Hichilema’s decision is still being seen by some as a humane gesture amid a tough economic period for the country but is not an entirely new idea in Zambia.

In 2016, his predecessor Lungu took a 50 percent pay cut and three years later, another of between 15 and 20 percent to support government austerity measures introduced to meet the country’s debt repayment obligations.

He extended the 2019 decision to his highly paid cabinet appointees, but Hichilema’s United Party for National Development then described the move as deceptive.

In 2018, Lungu’s government amended legislation around presidential emoluments and allowances which saw the president start earning 40,653.25 kwacha ($2,307) in a monthly salary and 10,784.41 kwacha ($612) in monthly allowances.

Since his election, Hichilema has also been residing in his private residence in New Kasama, a plush residential area of the capital, Lusaka, miles away from Nkwazi House – the official residence of the Zambian president located within State House grounds.

There was however no indication that Hichilema had given up other presidential benefits.
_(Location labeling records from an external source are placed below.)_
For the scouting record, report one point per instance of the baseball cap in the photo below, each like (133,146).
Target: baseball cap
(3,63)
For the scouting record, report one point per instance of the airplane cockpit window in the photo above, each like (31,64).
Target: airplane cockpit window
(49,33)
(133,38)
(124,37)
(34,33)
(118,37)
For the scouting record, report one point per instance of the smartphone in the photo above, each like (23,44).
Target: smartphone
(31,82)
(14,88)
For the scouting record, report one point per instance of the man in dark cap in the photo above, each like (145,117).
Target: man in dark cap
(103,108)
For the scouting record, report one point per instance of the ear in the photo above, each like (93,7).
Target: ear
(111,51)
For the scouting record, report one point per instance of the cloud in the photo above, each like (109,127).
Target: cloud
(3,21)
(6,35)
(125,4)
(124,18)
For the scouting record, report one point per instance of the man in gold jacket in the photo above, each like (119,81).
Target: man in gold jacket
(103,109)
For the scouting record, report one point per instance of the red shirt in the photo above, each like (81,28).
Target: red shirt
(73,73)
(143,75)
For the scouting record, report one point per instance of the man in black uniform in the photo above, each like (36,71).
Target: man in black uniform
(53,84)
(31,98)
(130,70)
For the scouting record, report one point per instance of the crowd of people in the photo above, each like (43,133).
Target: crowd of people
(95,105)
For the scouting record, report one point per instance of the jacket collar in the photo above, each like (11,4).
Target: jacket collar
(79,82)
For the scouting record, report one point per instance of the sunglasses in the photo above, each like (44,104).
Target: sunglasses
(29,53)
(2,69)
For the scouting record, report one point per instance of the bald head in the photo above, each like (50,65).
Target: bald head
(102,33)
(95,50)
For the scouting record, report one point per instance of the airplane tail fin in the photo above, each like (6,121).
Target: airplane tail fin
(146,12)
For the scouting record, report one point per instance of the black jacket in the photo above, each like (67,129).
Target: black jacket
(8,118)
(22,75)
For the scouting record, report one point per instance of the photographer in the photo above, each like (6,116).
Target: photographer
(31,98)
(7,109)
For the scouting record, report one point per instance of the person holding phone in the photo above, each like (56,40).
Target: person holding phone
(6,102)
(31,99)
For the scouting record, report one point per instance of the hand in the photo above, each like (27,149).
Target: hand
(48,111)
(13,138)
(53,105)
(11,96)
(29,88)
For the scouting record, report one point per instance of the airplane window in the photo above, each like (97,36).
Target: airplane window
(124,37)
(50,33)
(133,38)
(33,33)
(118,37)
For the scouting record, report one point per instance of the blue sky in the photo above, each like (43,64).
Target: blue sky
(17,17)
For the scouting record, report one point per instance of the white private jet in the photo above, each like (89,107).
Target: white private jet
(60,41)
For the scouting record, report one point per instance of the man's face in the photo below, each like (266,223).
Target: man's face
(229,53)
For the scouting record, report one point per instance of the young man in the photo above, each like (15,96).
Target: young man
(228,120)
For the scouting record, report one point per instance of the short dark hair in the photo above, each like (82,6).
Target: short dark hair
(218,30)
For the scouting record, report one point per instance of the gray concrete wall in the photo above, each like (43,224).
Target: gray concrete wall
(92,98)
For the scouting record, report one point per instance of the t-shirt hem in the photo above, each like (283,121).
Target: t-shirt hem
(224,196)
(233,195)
Hichilema’s net worth is estimated to be in the millions of dollars and he has previously been reported to hold shares in local hotels and the cattle processing industry as among his income sources.

He did not publicly declare his assets prior to the August polls, as the law did not compel candidates to do so.

Lungu had threatened Hichilema with arrest if he had won re-election, saying the then opposition leader had a lot to explain for how he became wealthy yet the privatisation process left the majority in squalor.

Other African leaders to have previously taken pay cuts in the last two years include South African President Cyril Ramaphosa, Ghana’s Nana Akufo-Addo, Malawi’s Lazarus Chakwera and Uhuru Kenyatta of Kenya.